Die Umfrage im Auftrag der Schweizerischen Radio- und Fernsehgesellschaft (SRG SSR), zu der auch swissinfo.ch gehört, untersuchte vier der fünf Vorlagen, über die am 5. Juni abgestimmt wird. Die SRG SSR erachtete eine Befragung zur Revision des Gesetzes über die FortpflanzungsmedizinExterner Link als überflüssig. Diese wird nach der Annahme des entsprechenden Verfassungsartikels vor einem Jahr mit 61,9% höchstwahrscheinlich ebenfalls angenommen.

Bei der vierten Vorlage schliesslich, die verlangt, die Einnahmen aus der Mineralöl-Steuer ausschliesslich für die Finanzierung der Strassen zu verwenden, erhielt das Nein-Lager leicht Auftrieb. Während bei der ersten Umfrage noch 42% dafür waren, sind es nun 40%, 49% (+2%) sind dagegen.

“Im Normalfall hätte der Ja-Anteil stärker zurückgehen sollen”, kommentiert Lukas Golder vom Institut gfs.bern. Allerdings rechnen die Forscher damit, dass die Ablehnungstendenz im Abstimmungskampf zunehmen wird, während die Zustimmung wohl in der Minderheit bleibe.
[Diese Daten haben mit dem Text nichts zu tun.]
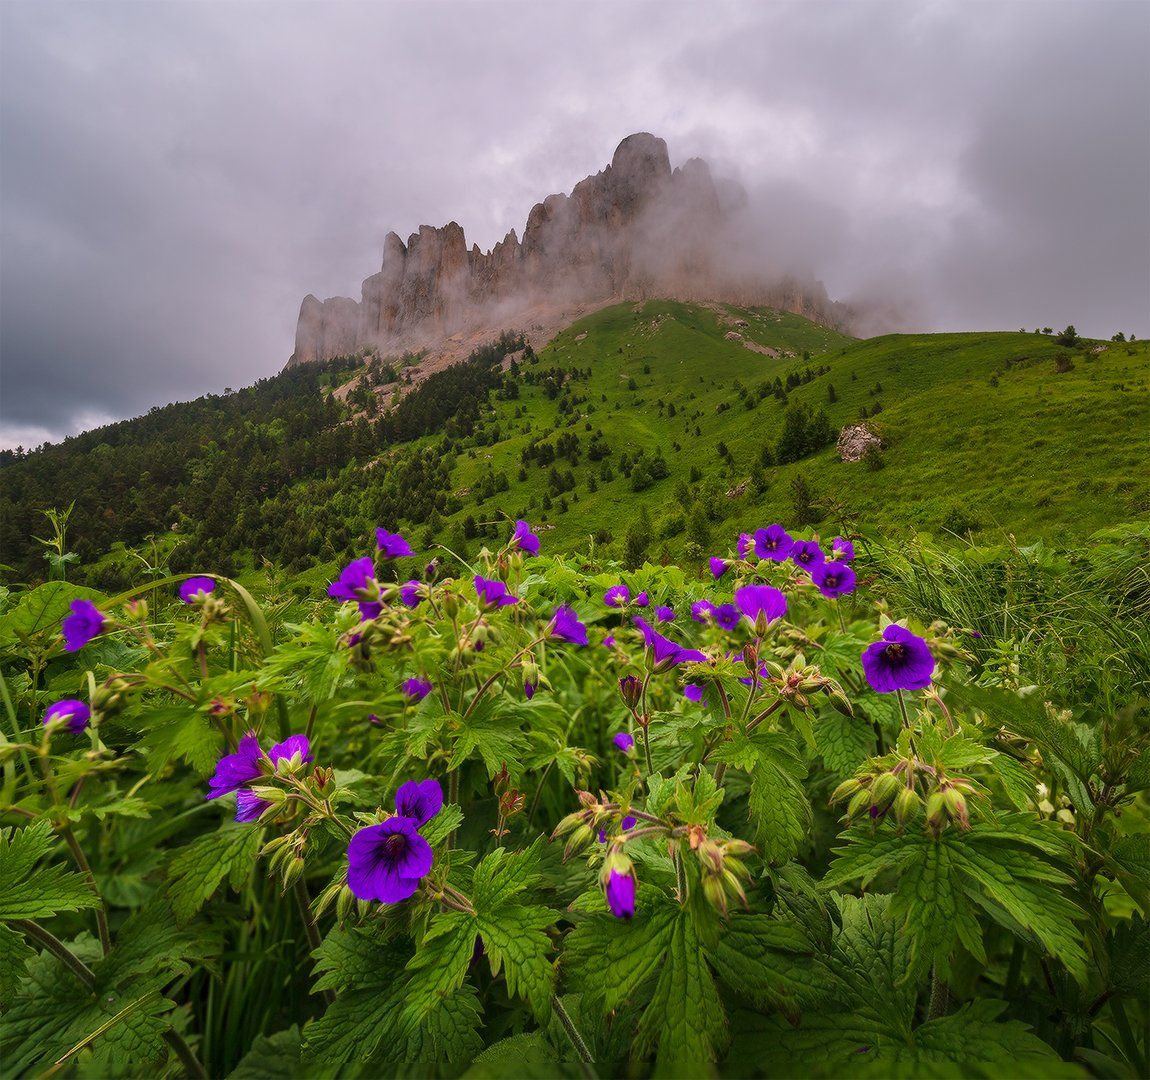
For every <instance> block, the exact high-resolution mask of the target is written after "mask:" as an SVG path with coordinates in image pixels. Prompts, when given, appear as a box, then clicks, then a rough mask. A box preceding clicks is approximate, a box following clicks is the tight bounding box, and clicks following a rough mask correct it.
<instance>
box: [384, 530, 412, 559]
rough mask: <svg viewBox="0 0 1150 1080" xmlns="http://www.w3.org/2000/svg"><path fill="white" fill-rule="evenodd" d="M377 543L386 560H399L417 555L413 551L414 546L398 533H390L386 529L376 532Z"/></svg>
mask: <svg viewBox="0 0 1150 1080" xmlns="http://www.w3.org/2000/svg"><path fill="white" fill-rule="evenodd" d="M375 543H376V545H377V546H378V549H379V553H381V554H382V556H383V557H384V558H385V559H398V558H400V557H401V556H411V554H414V553H415V552H413V551H412V545H411V544H408V543H407V541H405V539H404V538H402V537H401V536H400V535H399V534H398V533H389V531H388V530H386V529H376V530H375Z"/></svg>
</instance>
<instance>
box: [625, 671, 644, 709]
mask: <svg viewBox="0 0 1150 1080" xmlns="http://www.w3.org/2000/svg"><path fill="white" fill-rule="evenodd" d="M619 692H620V695H621V696H622V698H623V704H624V705H627V707H628V708H631V710H634V708H635V707H636V706H637V705H638V703H639V698H642V697H643V683H642V682H639V680H638V679H637V677H636V676H635V675H624V676H623V677H622V679H620V680H619Z"/></svg>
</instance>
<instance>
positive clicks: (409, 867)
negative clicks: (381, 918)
mask: <svg viewBox="0 0 1150 1080" xmlns="http://www.w3.org/2000/svg"><path fill="white" fill-rule="evenodd" d="M432 860H434V856H432V852H431V845H430V844H429V843H428V842H427V841H425V840H424V838H423V837H422V836H420V834H419V830H417V826H416V822H415V820H414V819H412V818H405V817H397V818H389V819H388V820H386V821H382V822H381V824H379V825H369V826H367V827H366V828H362V829H360V830H359V832H358V833H355V835H354V836H352V838H351V840H350V841H348V843H347V887H348V888H350V889H351V890H352V893H353V894H354V895H355V897H356V898H358V899H368V901H371V899H374V901H379V902H381V903H384V904H398V903H399V902H400V901H405V899H407V898H408V897H409V896H413V895H414V894H415V890H416V889H417V888H419V887H420V882H421V881H422V880H423V878H424V876H427V874H428V873H430V871H431V863H432Z"/></svg>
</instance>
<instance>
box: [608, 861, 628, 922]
mask: <svg viewBox="0 0 1150 1080" xmlns="http://www.w3.org/2000/svg"><path fill="white" fill-rule="evenodd" d="M606 893H607V906H608V907H609V909H611V913H612V914H613V916H614V917H615V918H616V919H630V918H631V917H632V916H634V914H635V874H634V873H630V874H621V873H619V871H618V870H612V871H611V874H609V875H608V878H607V887H606Z"/></svg>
Die Umfrage habe ergeben, dass es “keine wirklich überzeugenden Argumente auf der Ja- wie auch auf der Nein-Seite gebe”, so Golder weiter.

Hervorzuheben ist der Umstand, dass in der zweiten Umfrage in der italienischsprachigen Schweiz die Zustimmung zu dieser Vorlage um 10% zugenommen hat, während sie in den anderen Landesteilen zurückgegangen ist. “Hier könnte man von einer Protest-Stimmung sprechen”, kommentiert Golder und nimmt dabei Bezug auf die kantonale Abstimmung im Tessin über eine Einführung von Parkplatzgebühren bei Unternehmen und Einkaufszentren mit über 50 Parkplätzen, eine Massnahme zur Reduzierung des Verkehrs, insbesondere in der Grenzregion zu Italien.
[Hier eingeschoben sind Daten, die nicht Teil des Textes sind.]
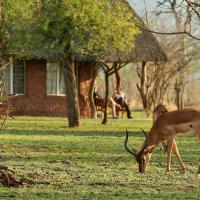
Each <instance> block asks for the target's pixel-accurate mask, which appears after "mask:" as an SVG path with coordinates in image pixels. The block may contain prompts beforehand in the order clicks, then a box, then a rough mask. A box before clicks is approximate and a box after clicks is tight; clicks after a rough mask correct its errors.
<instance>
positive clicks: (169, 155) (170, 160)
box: [166, 138, 173, 172]
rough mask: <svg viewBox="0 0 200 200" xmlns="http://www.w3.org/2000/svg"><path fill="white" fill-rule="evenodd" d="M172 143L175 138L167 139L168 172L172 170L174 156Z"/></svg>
mask: <svg viewBox="0 0 200 200" xmlns="http://www.w3.org/2000/svg"><path fill="white" fill-rule="evenodd" d="M172 145H173V138H168V140H167V168H166V172H169V171H170V165H171V157H172Z"/></svg>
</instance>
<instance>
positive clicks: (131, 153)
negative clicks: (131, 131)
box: [124, 129, 137, 157]
mask: <svg viewBox="0 0 200 200" xmlns="http://www.w3.org/2000/svg"><path fill="white" fill-rule="evenodd" d="M124 147H125V149H126V151H127V152H128V153H130V154H131V155H133V156H134V157H136V156H137V151H136V150H135V149H132V151H131V150H130V149H129V148H128V131H127V129H126V138H125V141H124Z"/></svg>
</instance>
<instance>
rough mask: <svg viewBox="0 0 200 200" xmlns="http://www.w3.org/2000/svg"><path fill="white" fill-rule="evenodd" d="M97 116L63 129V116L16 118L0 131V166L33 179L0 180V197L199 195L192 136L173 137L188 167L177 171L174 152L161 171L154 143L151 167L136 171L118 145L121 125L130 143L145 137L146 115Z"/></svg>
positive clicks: (7, 120) (135, 141)
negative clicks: (13, 181) (168, 164)
mask: <svg viewBox="0 0 200 200" xmlns="http://www.w3.org/2000/svg"><path fill="white" fill-rule="evenodd" d="M134 116H135V119H132V120H127V119H121V120H109V121H108V124H107V125H101V121H100V120H99V119H98V120H88V119H82V120H81V126H80V128H66V124H67V121H66V119H65V118H47V117H16V119H15V120H13V119H8V120H7V121H6V124H5V128H6V129H5V130H2V131H1V132H0V144H1V146H0V150H1V152H0V165H5V166H7V167H9V168H10V169H12V170H14V171H15V172H16V174H17V175H18V176H19V177H24V178H26V179H29V180H32V181H33V182H34V183H33V184H30V185H28V186H27V187H23V188H6V187H4V186H2V185H0V199H4V200H7V199H20V200H23V199H31V200H35V199H48V200H51V199H53V200H55V199H59V200H60V199H72V200H74V199H77V200H79V199H88V200H90V199H109V200H110V199H115V200H118V199H141V200H143V199H168V200H169V199H200V189H199V186H200V176H198V175H197V173H196V171H197V167H198V161H199V152H200V151H199V146H198V144H197V140H196V138H195V137H192V136H188V137H177V144H178V147H179V150H180V153H181V155H182V158H183V160H184V162H185V164H186V168H187V171H186V173H185V174H181V173H180V172H179V171H178V164H177V162H176V159H175V158H174V157H173V162H172V170H171V172H170V173H168V174H165V159H166V158H165V155H164V154H163V153H162V152H161V151H160V150H159V148H156V149H155V150H154V152H153V156H152V160H151V161H150V166H149V167H148V169H147V171H146V172H145V173H144V174H140V173H138V166H137V164H136V162H135V161H134V159H132V158H131V156H130V155H128V154H127V152H125V150H124V147H123V141H124V132H125V129H128V130H129V131H130V138H129V141H130V142H129V145H130V146H134V147H136V148H137V149H139V147H140V146H141V144H142V142H143V141H144V136H143V135H142V133H141V132H140V128H141V127H142V128H144V129H145V130H147V131H148V130H149V129H150V127H151V123H152V122H151V120H144V119H143V117H142V115H140V114H139V113H136V114H135V115H134Z"/></svg>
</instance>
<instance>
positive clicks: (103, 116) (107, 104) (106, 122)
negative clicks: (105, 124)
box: [102, 71, 109, 124]
mask: <svg viewBox="0 0 200 200" xmlns="http://www.w3.org/2000/svg"><path fill="white" fill-rule="evenodd" d="M104 73H105V88H106V91H105V105H104V106H105V107H104V116H103V121H102V124H106V123H107V121H108V115H107V108H108V95H109V79H108V78H109V75H108V71H105V72H104Z"/></svg>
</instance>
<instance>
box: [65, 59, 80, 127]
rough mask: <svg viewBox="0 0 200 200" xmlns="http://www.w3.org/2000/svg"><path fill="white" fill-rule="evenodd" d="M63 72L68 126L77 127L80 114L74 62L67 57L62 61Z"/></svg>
mask: <svg viewBox="0 0 200 200" xmlns="http://www.w3.org/2000/svg"><path fill="white" fill-rule="evenodd" d="M63 62H64V66H63V71H64V79H65V90H66V101H67V116H68V126H69V127H76V126H77V127H78V126H79V124H80V121H79V120H80V119H79V118H80V112H79V103H78V91H77V83H76V77H75V69H74V60H73V58H72V56H69V57H68V58H66V59H65V60H64V61H63Z"/></svg>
Beteiligung etwas über Normwert

Bei der Befragung fanden die Forscher auch heraus, dass die Stimmbeteiligung in den verschiedenen Landesteilen recht unterschiedlich ausfallen könnte. Gesamtschweizerisch wollen 48% der Befragten ganz bestimmt an der Abstimmung teilnehmen. Ein leicht überdurchschnittlicher Wert.

Betrachtet man allerdings die verschiedenen Sprachregionen, liegt dieser Wert in der französischsprachigen Schweiz bei “unüblich” hohen 54%, in der Deutschschweiz bei 50% und in der italienischsprachigen Schweiz bei lediglich 38%.

Das Forschungsinstitut betont, dass es sich bei der Befragung wie immer um eine Momentaufnahme handle. “Die Ergebnisse können im Wellenvergleich allerdings auch als Trends interpretiert werden. Eine Prognose folgt daraus nicht automatisch”, heisst es im Bericht zur Umfrage.